Tasarım topluluğunda, serbestleştirmeyi, elde edilmesi gereken bir amaç olarak tasvir etmek için bir eğilim vardır. Kim her gün yalan söylemek istemiyor, televizyonun önünde iki saat çalışmayı, sonra öğleden sonra stok fotoğrafçıları için poz veren kahve dükkanlarında, şimdiki maaşınızı iki kez alırken ve müşterilerinizi seçerken mi?
Çoğu insanın, özgürleşmenin bir süt ve bal diyarı olmadığı açıktır; saatler uzun, gelecek belirsizdir ve tüm dürüstlükte çalışmak için çok yalnız bir yol olabilir.
Buna rağmen, binlerce tasarımcı, “Yılbaşında özgürleşmek” için Yeni Yıl kararını hala yapıyor ve bazıları da bunu takip ediyor.
Yaklaşık 15 yıl boyunca daha fazla veya daha az bir ölçüde serbest olan biri olarak, dürüstçe düşündüğünüz kadar zor olmadığını söyleyebilirim. Bir ağ dehası olmanıza gerek yok, başlamak için mavi-çipli bir portföye ihtiyacınız yok ve nadiren bankada altı aylık maaşım var, vergi ödememi zamanında ödemediğim sürece.
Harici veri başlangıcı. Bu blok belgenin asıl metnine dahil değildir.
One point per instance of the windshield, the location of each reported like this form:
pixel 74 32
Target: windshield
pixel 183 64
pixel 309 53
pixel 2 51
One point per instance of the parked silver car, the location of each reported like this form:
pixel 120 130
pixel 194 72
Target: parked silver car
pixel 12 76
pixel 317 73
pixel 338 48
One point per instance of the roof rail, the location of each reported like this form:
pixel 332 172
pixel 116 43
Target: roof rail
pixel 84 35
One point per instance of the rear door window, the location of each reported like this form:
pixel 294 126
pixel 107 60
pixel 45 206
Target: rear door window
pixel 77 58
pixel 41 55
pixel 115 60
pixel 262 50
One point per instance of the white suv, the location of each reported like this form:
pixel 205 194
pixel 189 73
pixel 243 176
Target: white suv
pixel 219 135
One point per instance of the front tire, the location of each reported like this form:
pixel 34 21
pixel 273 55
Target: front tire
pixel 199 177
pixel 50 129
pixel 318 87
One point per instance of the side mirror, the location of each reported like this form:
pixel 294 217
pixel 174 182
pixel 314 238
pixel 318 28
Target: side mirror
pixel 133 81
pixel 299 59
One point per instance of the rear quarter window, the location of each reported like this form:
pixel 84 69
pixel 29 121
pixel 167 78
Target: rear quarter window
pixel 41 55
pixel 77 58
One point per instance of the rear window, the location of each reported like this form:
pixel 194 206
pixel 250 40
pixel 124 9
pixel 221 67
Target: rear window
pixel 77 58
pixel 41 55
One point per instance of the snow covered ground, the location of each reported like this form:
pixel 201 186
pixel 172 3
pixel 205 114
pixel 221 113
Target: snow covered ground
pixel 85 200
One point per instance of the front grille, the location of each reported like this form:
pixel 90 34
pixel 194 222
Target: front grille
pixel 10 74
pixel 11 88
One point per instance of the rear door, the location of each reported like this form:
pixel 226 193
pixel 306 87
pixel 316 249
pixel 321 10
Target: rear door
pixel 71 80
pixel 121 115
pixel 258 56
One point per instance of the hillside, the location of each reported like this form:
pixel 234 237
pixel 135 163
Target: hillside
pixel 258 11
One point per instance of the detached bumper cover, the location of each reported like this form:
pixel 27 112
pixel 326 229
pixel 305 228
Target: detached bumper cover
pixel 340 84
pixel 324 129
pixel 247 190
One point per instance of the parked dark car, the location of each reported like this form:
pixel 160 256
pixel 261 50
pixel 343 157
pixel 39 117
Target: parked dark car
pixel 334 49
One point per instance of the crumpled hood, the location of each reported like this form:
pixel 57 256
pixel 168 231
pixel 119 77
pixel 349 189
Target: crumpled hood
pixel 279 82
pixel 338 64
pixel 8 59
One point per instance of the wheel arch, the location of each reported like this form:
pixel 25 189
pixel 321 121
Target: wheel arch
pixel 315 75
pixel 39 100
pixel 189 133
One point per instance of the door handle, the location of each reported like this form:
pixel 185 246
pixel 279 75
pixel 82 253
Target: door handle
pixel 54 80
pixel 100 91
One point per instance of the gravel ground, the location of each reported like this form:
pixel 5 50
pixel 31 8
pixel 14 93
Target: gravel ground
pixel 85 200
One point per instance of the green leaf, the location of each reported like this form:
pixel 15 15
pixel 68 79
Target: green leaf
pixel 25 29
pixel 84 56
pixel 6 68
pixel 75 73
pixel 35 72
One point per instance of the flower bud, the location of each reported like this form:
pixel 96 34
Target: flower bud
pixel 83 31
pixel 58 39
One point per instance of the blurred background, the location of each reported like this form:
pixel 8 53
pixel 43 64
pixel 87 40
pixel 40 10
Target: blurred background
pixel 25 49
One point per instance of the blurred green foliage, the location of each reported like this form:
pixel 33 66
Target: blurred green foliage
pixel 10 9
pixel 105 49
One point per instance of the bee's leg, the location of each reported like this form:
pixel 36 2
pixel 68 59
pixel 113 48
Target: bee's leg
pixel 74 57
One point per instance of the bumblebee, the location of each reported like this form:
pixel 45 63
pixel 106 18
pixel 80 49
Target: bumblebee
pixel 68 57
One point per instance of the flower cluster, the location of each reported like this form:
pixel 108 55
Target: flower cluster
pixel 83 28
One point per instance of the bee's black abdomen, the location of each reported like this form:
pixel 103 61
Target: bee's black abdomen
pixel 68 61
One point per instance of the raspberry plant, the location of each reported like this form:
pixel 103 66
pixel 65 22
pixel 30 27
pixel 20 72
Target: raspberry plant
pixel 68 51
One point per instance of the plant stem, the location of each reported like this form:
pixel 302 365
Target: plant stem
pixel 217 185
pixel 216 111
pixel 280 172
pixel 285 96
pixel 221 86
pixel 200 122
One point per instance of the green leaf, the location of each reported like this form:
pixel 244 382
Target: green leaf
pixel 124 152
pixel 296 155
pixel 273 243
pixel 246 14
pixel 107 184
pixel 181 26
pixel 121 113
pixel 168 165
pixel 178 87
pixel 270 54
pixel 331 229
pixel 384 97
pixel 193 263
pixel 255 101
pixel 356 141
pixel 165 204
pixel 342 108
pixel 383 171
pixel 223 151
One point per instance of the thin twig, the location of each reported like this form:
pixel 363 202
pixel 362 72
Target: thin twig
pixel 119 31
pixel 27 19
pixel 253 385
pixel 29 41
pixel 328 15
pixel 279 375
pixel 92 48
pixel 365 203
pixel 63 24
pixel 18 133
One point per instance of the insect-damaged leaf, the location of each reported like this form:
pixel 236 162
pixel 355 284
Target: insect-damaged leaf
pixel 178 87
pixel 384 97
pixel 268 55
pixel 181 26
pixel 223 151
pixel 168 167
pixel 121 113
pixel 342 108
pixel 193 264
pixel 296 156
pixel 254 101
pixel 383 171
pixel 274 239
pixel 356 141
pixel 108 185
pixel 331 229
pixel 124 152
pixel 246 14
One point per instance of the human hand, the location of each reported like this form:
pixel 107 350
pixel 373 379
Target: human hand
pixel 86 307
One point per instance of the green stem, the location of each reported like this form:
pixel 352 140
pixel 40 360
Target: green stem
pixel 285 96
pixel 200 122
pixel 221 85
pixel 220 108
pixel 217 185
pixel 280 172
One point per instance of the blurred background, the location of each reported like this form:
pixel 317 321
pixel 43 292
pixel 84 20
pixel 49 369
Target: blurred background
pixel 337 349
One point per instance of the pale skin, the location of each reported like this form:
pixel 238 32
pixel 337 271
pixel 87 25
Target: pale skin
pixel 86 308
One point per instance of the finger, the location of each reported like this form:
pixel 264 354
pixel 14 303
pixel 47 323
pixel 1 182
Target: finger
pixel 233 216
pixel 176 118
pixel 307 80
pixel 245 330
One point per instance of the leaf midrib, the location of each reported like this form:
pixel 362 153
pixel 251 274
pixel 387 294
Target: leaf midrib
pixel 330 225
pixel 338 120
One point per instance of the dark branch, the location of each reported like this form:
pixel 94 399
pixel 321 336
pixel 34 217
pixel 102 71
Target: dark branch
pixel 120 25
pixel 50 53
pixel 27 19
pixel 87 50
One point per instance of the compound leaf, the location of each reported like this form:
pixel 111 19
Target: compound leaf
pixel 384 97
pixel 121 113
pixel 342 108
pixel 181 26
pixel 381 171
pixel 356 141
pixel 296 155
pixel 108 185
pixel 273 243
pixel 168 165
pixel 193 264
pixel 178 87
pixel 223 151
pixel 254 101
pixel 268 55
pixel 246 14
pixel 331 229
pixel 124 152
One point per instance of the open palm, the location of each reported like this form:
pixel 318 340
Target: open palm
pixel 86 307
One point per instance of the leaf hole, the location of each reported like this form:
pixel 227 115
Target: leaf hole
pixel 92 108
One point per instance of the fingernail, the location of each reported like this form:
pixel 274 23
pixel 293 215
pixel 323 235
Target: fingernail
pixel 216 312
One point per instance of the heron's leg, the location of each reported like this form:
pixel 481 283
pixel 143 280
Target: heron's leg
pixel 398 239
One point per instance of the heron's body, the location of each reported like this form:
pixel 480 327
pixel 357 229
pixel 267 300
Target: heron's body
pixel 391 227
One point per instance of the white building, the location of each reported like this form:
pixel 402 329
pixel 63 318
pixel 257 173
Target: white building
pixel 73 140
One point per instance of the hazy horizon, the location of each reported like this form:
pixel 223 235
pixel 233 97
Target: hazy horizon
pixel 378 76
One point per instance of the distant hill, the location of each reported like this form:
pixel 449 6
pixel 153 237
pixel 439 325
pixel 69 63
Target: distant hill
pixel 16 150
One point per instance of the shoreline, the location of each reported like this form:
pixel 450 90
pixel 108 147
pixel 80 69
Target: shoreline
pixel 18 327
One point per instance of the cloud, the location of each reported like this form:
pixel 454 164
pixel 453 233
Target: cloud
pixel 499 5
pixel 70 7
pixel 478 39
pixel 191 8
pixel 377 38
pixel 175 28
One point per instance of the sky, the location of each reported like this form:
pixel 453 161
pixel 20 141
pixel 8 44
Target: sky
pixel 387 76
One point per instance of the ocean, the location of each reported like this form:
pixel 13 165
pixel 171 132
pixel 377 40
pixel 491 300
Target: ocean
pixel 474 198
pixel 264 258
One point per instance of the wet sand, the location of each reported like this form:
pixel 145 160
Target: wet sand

Bir tasarımcı olarak çalışmak için yeterince iyiyseniz, serbest olmak için yeterince iyisiniz
Bir serbest çalışan olarak para kazanmak yeterince basittir: Hayal edebileceğinizden çok daha fazla potansiyel müşteri var ve atlamak için bir işten ayrılıyorsanız, o zaman seçmiş olduğunuz en az bir potansiyel müşteri var. Basit gerçek şu ki, tasarımcı olarak çalışacak kadar iyiyseniz, serbest olmak için yeterince iyisiniz.
Freelancing temelde kollarınızı yuvarlamak ve sıkışıp kalmaktır. Kod öğrenmeniz gerekip gerekmediği sorusudur, çünkü yapacaksınız çünkü seçiminiz olmayacaktır çünkü başka kimse yoktur. Temizleyici, muhasebeci, resepsiyonist, satış elemanı ve kendi asistanınız da olacak; ve muhtemelen müşteri rolünü tamamladıktan sonra, gece geç saatlerde bu rolleri yerine getireceksiniz, işiniz bittikten sonra ya da Playstation oynamaya ya da bir hayata sahip olmaktan çok uzun bir süre sonra.
Freelancing, araştırma ve kullanıcı testi söz konusu olduğunda da çok daha fazla gayret gerektirir. Şirket içinde çalışırken meslektaşlarımla sorunları konuşurum. Bu günlerde kedim ile bir şeyler konuşuyorum; Hiç kaç serbest insanın kedileri olduğunu fark ettin mi?
Ajanslardan gelen birçok yeni freelancer, üzerinde çalışabilecekleri projeler ölçeğindeki düşüşle de şaşırıyor. Büyük bir konser verseniz bile, paydaşlara erişiminiz genellikle sınırlıdır. Birkaç yıl önce bir global teknoloji şirketi için bir proje üzerinde çalıştım; ya da daha doğru bir şekilde, küresel bir teknoloji şirketi, projeyi Londra merkezli bir tasarım stüdyosuna aktaran Singapur merkezli bir tasarım stüdyosunu işe aldı ve bu işi, işini bana dışarıdan hizmet eden ikinci bir Londra merkezli tasarım stüdyosuna yaptırdı. Bir müşterinin garip olabileceğini düşünürseniz, üç tane zaman dilimini yaydığınızı hayal edin.
Daha zorlu projeler ve işbirlikçi çalışmaların peşinde birçok serbest meslek sahibi, kendilerini ajans hayatına döndürüyor. Özgürleşme özgürlüğünden vazgeçemediği için, birçok serbest çalışan kendi ajansını açar - bazıları için, serbestleştirme sadece bir ajansın açılması yolunda atılmış bir adımdı. Çoğu zaman, hayat müdahale eder, iki serbest insan aşık olur ve bir tasarım ortaklığı doğar.
Birçok tasarımcı, kariyer sahibi olarak kariyer yapanlara meydan okuyor. Diğerleri, sadece bir ajanstaki işbirliğinin sabahları onları yataktan çıkaran şey olduğunu bulmak için deneyin. Bazılarının özgürce hiç ilgisi yok. Sadece gerçekten kötü bir seçim, onu takip etmek istemiyor ve asla şansı kaçırmıyor.